4-lb. whole chicken, at room temperature giblets and neck removed from cavity
1/4 cup unsalted butter, melted
3 tbs. olive oil
1 lemon, halved
Salt and freshly ground pepper, to taste
2 tbs. fresh chopped parsley
4 garlic cloves, minced
1 head of garlic roughly peeled and cut in half horizontally through the middle crosswise
3 fresh whole rosemary sprigs
Optional: 1/4 cup dry white wine (Sauv blanc, Chardonnay, etc.)
Preheat oven to 430°F (400°F fan forced). Line a baking tray with foil, or lightly grease a roasting pan.
Discard neck from inside the cavity and remove any excess fat and leftover feathers. Pat dry with paper towels.
Pour the olive oil, melted butter, wine (if using) and the juice of half a lemon over the chicken, under the skin and inside the cavity. Season chicken liberally on the outside and inside the cavity with salt and pepper. Sprinkle over the parsley.
Rub the minced garlic over the chicken, mixing all ingredients together over the chicken and under the skin.
Stuff the garlic head into the chicken cavity along with the rosemary sprigs and the squeezed lemon half. Tie legs together with kitchen string.
Place breast-side up into baking tray or roasting pan.
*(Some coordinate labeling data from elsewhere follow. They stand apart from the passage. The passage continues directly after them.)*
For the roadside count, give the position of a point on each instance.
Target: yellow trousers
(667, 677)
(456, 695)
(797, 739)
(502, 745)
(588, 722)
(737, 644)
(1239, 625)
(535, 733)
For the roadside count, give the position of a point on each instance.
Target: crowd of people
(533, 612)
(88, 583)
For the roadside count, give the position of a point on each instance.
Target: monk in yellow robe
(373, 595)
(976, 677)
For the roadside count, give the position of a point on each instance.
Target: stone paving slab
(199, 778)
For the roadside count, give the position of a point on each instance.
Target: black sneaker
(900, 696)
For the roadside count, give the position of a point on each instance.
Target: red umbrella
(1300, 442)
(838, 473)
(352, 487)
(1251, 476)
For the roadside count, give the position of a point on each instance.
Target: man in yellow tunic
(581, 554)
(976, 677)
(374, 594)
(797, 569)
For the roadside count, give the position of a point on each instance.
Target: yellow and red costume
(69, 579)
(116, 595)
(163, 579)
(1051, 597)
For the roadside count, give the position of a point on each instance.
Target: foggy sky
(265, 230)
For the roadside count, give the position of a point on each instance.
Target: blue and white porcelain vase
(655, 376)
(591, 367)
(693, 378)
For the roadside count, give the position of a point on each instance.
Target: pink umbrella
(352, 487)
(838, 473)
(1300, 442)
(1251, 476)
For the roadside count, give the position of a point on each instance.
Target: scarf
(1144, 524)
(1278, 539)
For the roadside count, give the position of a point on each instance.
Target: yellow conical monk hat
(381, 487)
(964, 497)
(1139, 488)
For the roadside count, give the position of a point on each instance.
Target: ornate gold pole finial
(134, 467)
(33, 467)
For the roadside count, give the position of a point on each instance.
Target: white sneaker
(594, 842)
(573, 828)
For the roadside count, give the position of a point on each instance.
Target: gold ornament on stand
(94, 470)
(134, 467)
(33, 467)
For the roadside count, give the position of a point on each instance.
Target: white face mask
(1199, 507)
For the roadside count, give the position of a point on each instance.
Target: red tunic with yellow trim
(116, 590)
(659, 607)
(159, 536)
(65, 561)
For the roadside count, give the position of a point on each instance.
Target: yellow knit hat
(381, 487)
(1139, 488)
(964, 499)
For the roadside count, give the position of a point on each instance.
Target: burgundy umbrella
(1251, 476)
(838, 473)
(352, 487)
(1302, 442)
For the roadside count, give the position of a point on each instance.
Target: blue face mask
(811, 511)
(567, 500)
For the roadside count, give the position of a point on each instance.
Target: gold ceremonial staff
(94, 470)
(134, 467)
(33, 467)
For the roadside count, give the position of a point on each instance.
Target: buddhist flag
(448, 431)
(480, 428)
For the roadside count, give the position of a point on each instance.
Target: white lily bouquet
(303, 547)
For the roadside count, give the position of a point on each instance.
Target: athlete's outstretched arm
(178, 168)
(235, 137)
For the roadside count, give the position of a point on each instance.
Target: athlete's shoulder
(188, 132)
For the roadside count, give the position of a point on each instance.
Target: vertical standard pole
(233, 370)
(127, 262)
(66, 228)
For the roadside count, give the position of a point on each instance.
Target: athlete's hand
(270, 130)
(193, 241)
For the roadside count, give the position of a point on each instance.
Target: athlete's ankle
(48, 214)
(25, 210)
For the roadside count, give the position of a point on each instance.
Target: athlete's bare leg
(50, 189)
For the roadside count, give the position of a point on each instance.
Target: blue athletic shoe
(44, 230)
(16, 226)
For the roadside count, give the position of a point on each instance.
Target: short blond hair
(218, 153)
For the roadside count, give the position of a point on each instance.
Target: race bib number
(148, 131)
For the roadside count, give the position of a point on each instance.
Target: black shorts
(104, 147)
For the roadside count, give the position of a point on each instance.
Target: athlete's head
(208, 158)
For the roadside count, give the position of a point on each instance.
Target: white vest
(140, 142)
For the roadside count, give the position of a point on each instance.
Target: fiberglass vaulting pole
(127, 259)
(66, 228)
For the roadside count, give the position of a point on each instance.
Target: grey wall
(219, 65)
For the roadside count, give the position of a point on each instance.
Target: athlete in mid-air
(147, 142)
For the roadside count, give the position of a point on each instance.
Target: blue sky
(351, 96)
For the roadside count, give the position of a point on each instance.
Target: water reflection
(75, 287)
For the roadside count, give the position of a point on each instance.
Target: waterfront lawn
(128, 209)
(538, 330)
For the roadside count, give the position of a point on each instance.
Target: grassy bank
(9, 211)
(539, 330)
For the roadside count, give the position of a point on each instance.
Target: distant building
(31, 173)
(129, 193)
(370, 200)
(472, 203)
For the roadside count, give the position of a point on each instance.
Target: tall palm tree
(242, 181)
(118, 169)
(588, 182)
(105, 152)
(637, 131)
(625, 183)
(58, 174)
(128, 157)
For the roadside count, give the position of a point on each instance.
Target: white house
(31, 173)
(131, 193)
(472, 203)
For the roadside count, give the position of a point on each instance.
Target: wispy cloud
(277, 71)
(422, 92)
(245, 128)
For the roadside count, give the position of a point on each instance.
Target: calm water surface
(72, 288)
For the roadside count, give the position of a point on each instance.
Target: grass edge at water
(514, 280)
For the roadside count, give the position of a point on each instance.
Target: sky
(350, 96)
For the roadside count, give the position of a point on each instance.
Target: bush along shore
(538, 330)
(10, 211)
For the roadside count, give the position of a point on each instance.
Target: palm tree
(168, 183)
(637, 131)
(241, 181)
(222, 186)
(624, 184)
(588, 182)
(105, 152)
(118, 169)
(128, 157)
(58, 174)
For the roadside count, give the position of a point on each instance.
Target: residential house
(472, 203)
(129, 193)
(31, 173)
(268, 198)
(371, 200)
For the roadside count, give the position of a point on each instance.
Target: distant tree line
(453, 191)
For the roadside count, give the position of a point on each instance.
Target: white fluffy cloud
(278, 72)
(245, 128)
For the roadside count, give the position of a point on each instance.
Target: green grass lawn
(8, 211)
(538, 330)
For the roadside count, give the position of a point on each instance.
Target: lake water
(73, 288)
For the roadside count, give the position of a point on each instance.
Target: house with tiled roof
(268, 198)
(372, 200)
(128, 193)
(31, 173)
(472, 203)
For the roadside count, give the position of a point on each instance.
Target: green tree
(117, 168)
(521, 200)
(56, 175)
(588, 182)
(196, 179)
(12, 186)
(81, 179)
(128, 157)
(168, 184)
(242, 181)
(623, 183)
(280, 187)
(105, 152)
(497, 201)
Roast for 1 hour and 15-20 minutes, basting half way through cooking time, until juices run clear when chicken thigh is pierced with a skewer (internal temperature should read 165°F when fully cooked).
Baste again, then broil for a further 2-3 minutes, until golden.
Remove from the oven, cover with foil and allow to stand for 10 minutes before serving. Serve, drizzled with pan juices and remaining lemon half cut into wedges or slices.
- For a larger chicken, roast at 430°F, or 400°F fan forced, for one hour. Then, reduce oven temperature down to 325°F. Baste and cover chicken. Roast, basting two more times while cooking, until chicken is cooked through, about 45 mins to an hour. Internal temperature should read 165°F and juices run clear when pierced.